Sukhbir, who heads the department of home affairs and justice, admitted that the police behaviour was at times indeed a cause of concern.
He, however, was quick to add that the dedicated phone number had helped to get direct feedback from the people.
"Since we have launched a campaign against drug peddlers, it is important to have information from people about where such elements operate. Already we have tracked and cracked many cases on the basis of complaints made on this number.
I have made it clear to district police chiefs that if they fail to improve their performance in three months and do not redress public grievances received on 181, they would be shunted out. To monitor the functioning of police officers, we have outsourced the entire operation of the dedicated phone number," said Sukhbir, adding that he was himself making calls at random to complainants to take their feedback on police action.
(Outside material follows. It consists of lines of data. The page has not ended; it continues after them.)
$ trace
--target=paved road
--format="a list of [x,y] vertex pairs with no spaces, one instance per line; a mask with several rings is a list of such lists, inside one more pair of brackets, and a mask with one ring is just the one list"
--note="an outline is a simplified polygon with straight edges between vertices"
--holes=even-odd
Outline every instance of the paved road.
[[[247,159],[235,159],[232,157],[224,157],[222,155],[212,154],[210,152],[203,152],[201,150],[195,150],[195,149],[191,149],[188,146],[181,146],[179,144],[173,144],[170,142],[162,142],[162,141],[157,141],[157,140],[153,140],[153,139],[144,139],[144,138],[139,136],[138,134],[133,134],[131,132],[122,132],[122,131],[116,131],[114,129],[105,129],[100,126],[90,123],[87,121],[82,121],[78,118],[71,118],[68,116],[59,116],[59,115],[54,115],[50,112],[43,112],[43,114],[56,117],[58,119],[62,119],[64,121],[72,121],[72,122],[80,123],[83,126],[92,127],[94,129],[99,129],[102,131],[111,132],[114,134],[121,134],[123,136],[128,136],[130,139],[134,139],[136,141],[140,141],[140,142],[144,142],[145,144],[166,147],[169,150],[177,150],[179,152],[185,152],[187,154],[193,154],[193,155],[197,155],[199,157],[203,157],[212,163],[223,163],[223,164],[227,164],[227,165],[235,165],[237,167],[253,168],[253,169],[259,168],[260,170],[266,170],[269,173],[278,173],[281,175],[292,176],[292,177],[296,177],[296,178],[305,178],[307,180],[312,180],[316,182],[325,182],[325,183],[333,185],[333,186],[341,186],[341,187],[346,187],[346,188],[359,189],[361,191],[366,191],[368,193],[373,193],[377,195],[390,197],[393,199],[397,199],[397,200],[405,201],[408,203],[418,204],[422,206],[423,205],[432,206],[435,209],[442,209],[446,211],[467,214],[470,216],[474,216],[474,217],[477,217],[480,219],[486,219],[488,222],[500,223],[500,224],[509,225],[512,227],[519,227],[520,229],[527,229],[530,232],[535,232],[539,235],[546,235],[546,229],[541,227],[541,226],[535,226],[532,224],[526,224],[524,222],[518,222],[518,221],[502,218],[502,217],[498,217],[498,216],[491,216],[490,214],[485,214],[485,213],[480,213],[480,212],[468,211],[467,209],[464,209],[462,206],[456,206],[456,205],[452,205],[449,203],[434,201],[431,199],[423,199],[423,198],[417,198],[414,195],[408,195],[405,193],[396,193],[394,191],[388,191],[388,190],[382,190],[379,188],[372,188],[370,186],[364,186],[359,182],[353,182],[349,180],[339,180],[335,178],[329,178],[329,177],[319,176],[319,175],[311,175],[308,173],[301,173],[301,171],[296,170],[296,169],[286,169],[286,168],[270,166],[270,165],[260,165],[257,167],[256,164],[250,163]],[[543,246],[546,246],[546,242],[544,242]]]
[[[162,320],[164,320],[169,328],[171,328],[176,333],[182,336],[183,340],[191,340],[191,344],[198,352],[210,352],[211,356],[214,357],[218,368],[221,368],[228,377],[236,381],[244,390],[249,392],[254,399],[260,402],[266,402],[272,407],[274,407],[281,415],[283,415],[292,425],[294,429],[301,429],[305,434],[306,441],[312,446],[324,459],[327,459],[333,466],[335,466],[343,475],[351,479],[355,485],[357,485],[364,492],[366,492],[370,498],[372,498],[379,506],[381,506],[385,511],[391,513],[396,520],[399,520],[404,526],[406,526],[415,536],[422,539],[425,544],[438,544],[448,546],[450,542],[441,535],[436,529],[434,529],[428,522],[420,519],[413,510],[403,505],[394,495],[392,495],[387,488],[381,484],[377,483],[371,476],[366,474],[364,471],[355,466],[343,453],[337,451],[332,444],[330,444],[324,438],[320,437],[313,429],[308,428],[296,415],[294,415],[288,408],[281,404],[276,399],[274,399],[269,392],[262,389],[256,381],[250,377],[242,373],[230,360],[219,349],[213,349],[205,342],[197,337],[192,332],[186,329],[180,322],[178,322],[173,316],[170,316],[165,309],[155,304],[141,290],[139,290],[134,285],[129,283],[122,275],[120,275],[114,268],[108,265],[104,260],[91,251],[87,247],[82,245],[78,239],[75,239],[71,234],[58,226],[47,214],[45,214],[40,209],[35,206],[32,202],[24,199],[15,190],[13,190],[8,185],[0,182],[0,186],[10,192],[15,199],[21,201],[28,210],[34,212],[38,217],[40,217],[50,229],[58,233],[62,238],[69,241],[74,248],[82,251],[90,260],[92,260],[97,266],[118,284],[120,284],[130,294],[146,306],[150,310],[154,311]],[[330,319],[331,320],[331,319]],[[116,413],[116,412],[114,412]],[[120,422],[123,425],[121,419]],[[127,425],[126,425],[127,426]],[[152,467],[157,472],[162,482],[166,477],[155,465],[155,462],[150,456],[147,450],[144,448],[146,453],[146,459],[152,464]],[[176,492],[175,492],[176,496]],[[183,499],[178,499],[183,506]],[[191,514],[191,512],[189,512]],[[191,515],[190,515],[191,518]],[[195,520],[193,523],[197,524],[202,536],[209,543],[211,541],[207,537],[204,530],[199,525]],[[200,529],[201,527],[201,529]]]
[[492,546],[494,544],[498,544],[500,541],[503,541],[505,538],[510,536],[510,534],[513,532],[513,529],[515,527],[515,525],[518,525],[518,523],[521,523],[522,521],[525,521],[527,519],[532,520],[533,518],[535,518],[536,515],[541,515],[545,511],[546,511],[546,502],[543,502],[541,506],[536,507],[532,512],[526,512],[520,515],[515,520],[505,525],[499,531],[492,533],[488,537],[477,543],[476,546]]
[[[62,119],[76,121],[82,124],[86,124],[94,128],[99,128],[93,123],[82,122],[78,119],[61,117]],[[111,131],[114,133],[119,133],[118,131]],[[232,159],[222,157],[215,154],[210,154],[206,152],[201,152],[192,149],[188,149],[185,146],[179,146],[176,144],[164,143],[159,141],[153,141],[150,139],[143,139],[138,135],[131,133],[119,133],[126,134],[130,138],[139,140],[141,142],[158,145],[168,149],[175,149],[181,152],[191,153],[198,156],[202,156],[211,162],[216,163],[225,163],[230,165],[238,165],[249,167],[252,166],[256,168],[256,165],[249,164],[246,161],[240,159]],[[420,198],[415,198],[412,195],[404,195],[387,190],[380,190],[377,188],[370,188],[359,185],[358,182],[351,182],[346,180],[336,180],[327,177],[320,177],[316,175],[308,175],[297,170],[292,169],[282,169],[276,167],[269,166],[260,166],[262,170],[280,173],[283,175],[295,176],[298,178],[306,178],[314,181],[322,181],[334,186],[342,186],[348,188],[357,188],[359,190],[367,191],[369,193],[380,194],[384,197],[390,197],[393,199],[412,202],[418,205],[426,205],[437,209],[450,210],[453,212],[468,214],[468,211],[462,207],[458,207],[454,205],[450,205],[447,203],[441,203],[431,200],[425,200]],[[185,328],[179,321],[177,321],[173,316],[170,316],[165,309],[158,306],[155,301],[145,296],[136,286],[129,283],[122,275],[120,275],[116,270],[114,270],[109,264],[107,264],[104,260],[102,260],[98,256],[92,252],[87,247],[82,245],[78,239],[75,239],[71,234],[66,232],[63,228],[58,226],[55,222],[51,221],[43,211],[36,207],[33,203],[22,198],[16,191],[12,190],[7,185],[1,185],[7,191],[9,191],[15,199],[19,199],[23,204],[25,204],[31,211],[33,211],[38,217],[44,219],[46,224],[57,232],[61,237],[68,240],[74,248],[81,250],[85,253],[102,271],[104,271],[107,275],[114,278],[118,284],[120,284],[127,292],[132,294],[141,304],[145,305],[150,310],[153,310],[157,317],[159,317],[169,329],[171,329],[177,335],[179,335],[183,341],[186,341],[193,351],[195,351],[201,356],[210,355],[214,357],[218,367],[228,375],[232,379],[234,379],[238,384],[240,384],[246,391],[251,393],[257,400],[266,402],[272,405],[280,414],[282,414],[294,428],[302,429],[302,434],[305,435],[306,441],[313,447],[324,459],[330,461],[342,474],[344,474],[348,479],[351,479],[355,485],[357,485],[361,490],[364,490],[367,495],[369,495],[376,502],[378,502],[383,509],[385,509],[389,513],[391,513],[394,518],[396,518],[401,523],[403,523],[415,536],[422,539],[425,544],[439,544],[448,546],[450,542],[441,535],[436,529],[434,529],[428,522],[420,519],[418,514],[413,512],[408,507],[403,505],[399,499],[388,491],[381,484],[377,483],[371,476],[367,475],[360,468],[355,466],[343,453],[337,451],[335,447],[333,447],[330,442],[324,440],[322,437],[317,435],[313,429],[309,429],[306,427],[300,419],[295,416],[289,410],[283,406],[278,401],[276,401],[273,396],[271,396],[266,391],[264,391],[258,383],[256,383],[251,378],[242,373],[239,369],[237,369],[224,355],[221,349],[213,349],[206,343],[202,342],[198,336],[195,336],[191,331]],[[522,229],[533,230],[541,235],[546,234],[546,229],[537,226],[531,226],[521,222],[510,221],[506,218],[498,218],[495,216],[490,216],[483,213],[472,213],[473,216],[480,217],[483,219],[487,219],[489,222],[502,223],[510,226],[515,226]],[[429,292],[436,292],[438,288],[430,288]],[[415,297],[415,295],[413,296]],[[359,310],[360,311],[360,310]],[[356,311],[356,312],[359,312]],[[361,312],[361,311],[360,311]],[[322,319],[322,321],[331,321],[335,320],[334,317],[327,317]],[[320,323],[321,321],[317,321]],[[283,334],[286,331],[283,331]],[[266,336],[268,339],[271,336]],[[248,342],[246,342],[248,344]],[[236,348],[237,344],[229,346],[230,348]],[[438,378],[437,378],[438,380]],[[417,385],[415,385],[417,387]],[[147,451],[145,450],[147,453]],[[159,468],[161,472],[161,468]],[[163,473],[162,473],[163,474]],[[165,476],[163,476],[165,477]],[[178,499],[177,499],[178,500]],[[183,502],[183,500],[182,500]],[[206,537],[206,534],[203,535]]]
Citing an example, Sukhbir said he had dismissed sub-inspector Nishan Singh, posted at Tarn Taran, who had forcibly taken a laptop and a mobile phone from an elderly couple who had come from Hong Kong last month.
Additional director general of police (ADGP, law and order, and security) Dinkar Gupta, who has been deputed to oversee the project, said the new number would not overlap with the existing dedicated police number (100).
"Once the police get a complaint from any number, we will deal as per its category and priority, though 181 is for non-emergency police services. But if someone is being assaulted and makes a call at 181, the police have to rush and rescue the victim," the ADGP added.
Gupta said the information flow was already helping the police crack down on illegal activities. "We know that the cops' attitude has to change. They have to become more people-friendly to make this project a success," he added.
In the past fortnight, Patiala received the maximum number of complaints (101), followed by Ludhiana city (99), SAS Nagar (93) and Amritsar city (75).